Reducing tension is the means by which we play with greater ease. Early in my studies I was encouraged to practice slowly because music is easier to play at slower tempos. Once a passage is under your fingers, the theory goes, move the metronome marking up one click at a time until you’ve reached your target tempo. While this method is useful in certain contexts, I consistently found that as the tempo increased, so did my level of tension. This led me to approach the problem from the opposite direction. Beginning at a fast tempo makes the player immediately aware of tension instead of allowing it to build gradually over time. Instead of simplifying the music by slowing it down, the scales in the following exercises are built progressively at tempo. Of course, the faster you wish to play, the more free from tension you must be.
The first step we will take is to gain mastery of the requirements of the right hand by learning the bowing composite. By reducing sensory input through isolating the bow, the player affords all of their awareness to tension present in the bowing motion. The exercise starts with the first note in the scales and adds a new note each time. This way, the player is able to evaluate the problems presented by each new note in the composite and ensure it sounds the way they want it to before proceeding to the next iteration.
Once comfortable with the bowing composite, it’s time to add the left hand. The scale passages follow the same progressive pattern as the bowing composite to allow the player to evaluate their tension and intonation. In the first iteration, the bow moves in constant 16th notes while the left hand fingers the scale in a dotted eighth, sixteenth pattern.
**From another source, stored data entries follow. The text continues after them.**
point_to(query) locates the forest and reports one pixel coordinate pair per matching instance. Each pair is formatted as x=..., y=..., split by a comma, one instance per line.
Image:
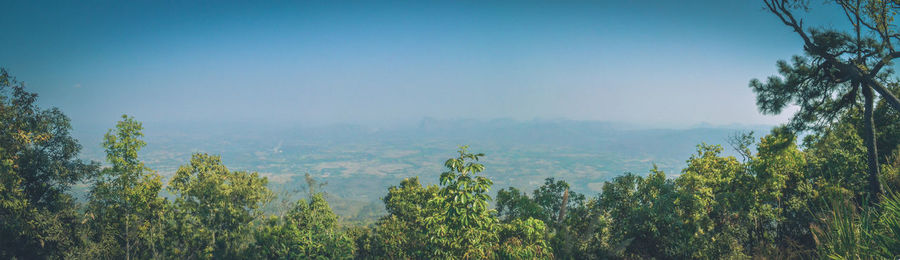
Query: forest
x=824, y=185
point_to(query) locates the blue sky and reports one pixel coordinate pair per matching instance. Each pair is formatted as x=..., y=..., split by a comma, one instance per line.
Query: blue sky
x=311, y=62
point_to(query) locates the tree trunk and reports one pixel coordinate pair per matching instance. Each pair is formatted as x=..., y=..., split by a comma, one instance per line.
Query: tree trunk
x=875, y=188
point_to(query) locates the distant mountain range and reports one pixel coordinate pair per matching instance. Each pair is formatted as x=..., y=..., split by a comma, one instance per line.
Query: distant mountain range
x=360, y=162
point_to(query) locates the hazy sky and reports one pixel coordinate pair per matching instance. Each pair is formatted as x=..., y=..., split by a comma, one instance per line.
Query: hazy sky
x=666, y=62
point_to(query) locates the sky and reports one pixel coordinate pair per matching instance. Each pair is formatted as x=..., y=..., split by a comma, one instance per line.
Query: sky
x=378, y=62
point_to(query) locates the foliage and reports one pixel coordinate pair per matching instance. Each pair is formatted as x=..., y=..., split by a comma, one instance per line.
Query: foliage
x=308, y=231
x=38, y=164
x=213, y=208
x=850, y=232
x=125, y=205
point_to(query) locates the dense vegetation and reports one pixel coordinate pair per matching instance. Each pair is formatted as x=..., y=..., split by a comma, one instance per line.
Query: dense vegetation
x=830, y=195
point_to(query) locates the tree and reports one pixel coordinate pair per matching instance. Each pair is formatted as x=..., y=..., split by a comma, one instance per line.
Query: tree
x=124, y=202
x=836, y=67
x=213, y=207
x=38, y=164
x=308, y=231
x=402, y=233
x=461, y=224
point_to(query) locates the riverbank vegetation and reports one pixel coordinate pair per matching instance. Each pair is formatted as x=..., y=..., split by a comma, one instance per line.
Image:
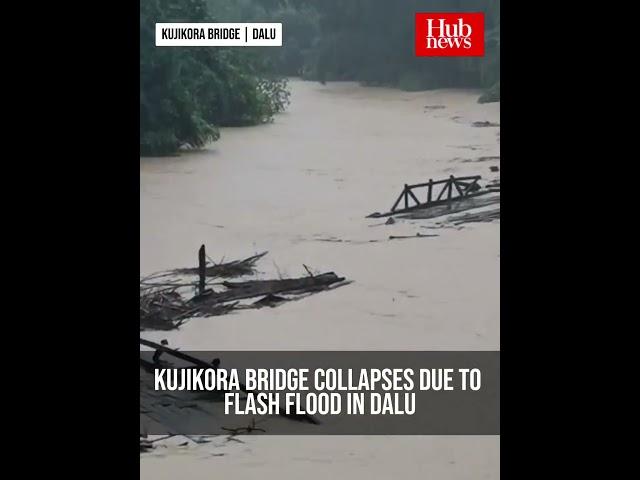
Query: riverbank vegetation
x=187, y=93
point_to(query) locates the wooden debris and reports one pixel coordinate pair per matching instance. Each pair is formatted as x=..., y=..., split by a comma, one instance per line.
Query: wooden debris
x=165, y=302
x=417, y=235
x=301, y=417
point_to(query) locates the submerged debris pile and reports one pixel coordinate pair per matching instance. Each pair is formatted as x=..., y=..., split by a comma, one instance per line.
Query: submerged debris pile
x=168, y=299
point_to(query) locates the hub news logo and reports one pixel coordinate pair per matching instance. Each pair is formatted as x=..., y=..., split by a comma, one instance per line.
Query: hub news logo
x=449, y=34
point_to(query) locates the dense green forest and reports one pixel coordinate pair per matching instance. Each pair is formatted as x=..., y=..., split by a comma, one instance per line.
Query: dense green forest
x=187, y=93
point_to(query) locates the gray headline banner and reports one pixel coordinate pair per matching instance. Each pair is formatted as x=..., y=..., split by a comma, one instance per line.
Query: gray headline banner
x=436, y=393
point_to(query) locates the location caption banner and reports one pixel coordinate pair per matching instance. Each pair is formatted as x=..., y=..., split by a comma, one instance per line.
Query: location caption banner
x=218, y=34
x=345, y=393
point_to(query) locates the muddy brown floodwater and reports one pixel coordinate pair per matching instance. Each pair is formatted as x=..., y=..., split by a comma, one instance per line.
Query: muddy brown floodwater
x=301, y=188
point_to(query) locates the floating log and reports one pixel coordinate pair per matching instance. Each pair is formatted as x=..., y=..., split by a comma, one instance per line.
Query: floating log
x=202, y=364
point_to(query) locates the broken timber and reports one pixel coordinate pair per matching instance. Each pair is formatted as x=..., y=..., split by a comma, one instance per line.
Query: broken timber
x=165, y=304
x=300, y=417
x=438, y=193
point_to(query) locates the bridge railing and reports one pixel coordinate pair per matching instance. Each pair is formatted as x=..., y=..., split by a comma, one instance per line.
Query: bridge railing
x=452, y=188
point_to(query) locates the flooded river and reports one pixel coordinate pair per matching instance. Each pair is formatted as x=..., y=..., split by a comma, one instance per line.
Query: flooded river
x=301, y=188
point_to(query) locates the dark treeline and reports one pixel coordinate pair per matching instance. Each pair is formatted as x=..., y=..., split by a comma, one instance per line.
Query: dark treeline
x=187, y=93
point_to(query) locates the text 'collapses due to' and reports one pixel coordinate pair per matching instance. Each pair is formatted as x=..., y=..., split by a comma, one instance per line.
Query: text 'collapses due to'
x=335, y=391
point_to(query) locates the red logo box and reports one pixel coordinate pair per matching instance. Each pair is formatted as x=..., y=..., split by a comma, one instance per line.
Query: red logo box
x=449, y=34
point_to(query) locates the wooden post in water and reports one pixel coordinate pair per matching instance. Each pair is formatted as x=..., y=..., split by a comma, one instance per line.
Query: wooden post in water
x=202, y=269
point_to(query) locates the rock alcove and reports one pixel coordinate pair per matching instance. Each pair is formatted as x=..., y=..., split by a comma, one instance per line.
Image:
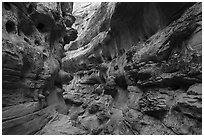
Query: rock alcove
x=101, y=68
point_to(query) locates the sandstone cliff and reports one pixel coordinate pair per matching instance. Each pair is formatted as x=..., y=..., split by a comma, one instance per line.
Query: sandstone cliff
x=134, y=68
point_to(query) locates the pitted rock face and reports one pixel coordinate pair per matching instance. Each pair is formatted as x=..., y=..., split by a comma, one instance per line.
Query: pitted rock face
x=131, y=69
x=32, y=48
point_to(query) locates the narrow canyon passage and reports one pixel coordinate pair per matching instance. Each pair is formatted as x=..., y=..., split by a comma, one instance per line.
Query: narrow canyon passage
x=103, y=68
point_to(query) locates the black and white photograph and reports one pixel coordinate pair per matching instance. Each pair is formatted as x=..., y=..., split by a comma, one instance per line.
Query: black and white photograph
x=101, y=68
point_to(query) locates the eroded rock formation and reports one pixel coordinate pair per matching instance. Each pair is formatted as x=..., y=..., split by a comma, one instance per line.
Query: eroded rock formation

In the second iteration, the left hand fingers the scale in a sixteenth, dotted eighth pattern. Between the two versions the left hand will perform every shift needed to play the scale at the top of the page in time, however, breaking the shifts up rhythmically allows the player more time for preparation while still requiring that the shift be performed at tempo.
Thoughts on Shifting and Pivots
Each note on the fingerboard has a corresponding position of the body, arm, and hand which is unique to that note. When moving between them, the motion is similar to that of cracking a whip. The body moves first, followed by the arm, and lastly the hand. This sequence begins before the change in note which necessarily creates tension, the shifting motion is the means by which the tension is released.
Shifting to higher notes is more intuitive simpler than to lower notes because the shift operates in the direction of the gravity. Players often experience difficulty with shifts referred to as “hand-over-hand” in which rapid and successive downward shifts are played on a single string (in repertoire, excerpts from Mendelssohn 4 and Beethoven 3 are familiar examples). In these scenarios, try using a shifting motion in which the hand rotates out; such that the fourth finger rotates clockwise from the player’s perspective. This allows the elbow and forearm to precede the hand in raising to the new position on the neck and facilitates rapid, successive shifts. If this motion is unfamiliar, begin implementing it with 1-4 finger replacements before applying it to scale practice.
In pivots, the hand moves in the same direction for two consecutive notes; for example, a 1-2-4 pivot to play the notes B, C#, and D. From B to C#, the arm moves in the direction of the bridge preceding the finger placement. Moving from C# to D, the arm must move again toward the bridge. This requires it to come back toward the nut during the C# before it can move again towards the bridge. This motion happens rather quickly and feels similar to playing with vibrato. Without this motion, moving from C# to D, the fourth finger lacks the support added by the arm motion.